I love enchiladas. We make several different types, my absolute favorite being this recipe for Santa Fe Enchiladas. It's a wonderful recipe, but time consuming. Not great if you have to make, say, enchiladas for 200.
I looked for a recipe I could easily make in bulk, without losing the great flavors found in the made from scratch recipe I love... read several different recipes and came up with my own simple dish.
"Green Chili Enchiladas for a Crowd".
Spanish for the day (per my live in translator): Puro delicioso. Va a gustarlo mucho!
Green Chili Enchiladas for a Crowd
A Bountiful Kitchen
for meat filling:
1-4-5 lb. roast, Beef Cross rib
1 package Lipton Onion soup mix, dry
for meat filling, after cooked:
1-16 oz far Herdez Salsa Verde or any other type of green chili salsa
1 - 28 oz. can Green Chili Enchilada Sauce, mild
24 small corn tortillas
1 lb Pepper Jack cheese, grated
1-2 cups sour cream, low fat or regular
Meat filling- early in the day or the day before serving:
Place roast in a crock pot on low, pour dry soup mix over top, fill pan or crockpot with water, until water level reaches about 3/4 way up sides of roast. Cover tightly, cook for about 8 hours on low heat (275 if in oven).
Remove meat from pan, let cool slightly. Shred or chop meat, discarding any fat, and place in 9x13 pan salt and pepper generously. Pour Salsa Verde over top of meat. Pour about 2 cups of the leftover juice over meat. Bottle any remaining juice and freeze for later use (gravy, soup, etc)

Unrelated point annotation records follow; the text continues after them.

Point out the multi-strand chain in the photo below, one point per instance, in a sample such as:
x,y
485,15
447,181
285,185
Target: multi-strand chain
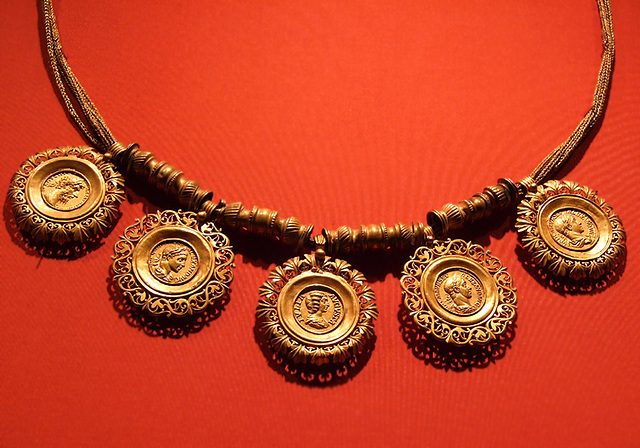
x,y
131,161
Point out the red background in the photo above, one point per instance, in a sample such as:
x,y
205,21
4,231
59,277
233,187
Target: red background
x,y
337,113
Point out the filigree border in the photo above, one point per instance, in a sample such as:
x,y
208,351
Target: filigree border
x,y
543,255
300,351
479,333
215,288
43,230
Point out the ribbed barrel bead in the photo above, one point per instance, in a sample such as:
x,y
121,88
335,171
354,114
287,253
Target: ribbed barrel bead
x,y
165,177
345,240
263,221
481,205
526,185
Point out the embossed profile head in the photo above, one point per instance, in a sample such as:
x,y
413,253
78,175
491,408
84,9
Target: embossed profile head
x,y
317,304
63,188
173,258
458,289
568,225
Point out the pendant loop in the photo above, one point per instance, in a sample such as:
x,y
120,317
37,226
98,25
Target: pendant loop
x,y
317,309
570,230
458,292
68,195
168,264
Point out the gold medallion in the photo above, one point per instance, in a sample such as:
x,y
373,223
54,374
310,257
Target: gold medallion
x,y
316,309
66,195
570,230
169,264
458,292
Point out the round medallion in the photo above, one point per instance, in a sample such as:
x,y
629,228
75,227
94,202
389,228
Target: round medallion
x,y
66,195
458,292
169,264
570,230
317,310
65,190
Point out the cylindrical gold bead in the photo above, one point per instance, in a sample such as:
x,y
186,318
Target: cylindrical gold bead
x,y
480,205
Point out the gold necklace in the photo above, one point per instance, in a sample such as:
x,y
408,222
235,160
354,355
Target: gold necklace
x,y
315,308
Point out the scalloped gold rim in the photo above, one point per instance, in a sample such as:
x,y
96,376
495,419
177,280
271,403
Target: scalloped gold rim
x,y
478,333
212,290
45,230
299,350
545,255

Preparing pan-Grease a jelly roll pan (approx 10 1/2 by 15 1/2 ") Pour about 1 cup green chili enchilada sauce into pan, making sure the sauce covers the bottom of the pan in a thin layer.
Cooking tortillas-Turn on a griddle or using a fry pan on the stove, at medium high heat spray pan with non stick cooking spray. Quickly cook all of the tortillas on both sides, just until the tortillas are pliable or soften. This will take about 15-30 seconds per tortillas (total for both sides, about 10-15 seconds per side). Do not overcook or the tortillas will become hard. Place the tortillas on a plate and stack them as you go.
Assembling tortillas: In an assembly line place the tortillas, sour cream, meat, cheese, and finally, the prepared jelly roll pan.
Take the tortilla and spoon about 1 teaspoon to 1 tablespoon of sour cream in the center, spreading around a bit. Add some meat and cheese. Roll up the tortilla and place seam side down on the pan. Continue to roll until all 24 of the tortillas are stuffed and rolled. You should have three rows of 8 tortillas each.
Pour the remaining sauce on top and bake at 375 for 30 minutes, loosely covered with a sheet of foil.
Remove from oven and top with some Jack or Cojita cheese. Let sit for 10 minutes and serve.
-I like this with best with yellow corn tortillas.
-If you want to make this the day before, assemble the tortillas up to the baking point. Cover with plastic wrap and place in refrigerator. The next day, Remove the wrap and bake at 350 degrees for about 45 minutes. You may need to add sauce as the tortillas will absorb some of the sauce overnight.
-These do not freeze well (become mushy). Better to make no more than one to two days ahead.
-These work well with slow cooked pork or chicken instead of beef.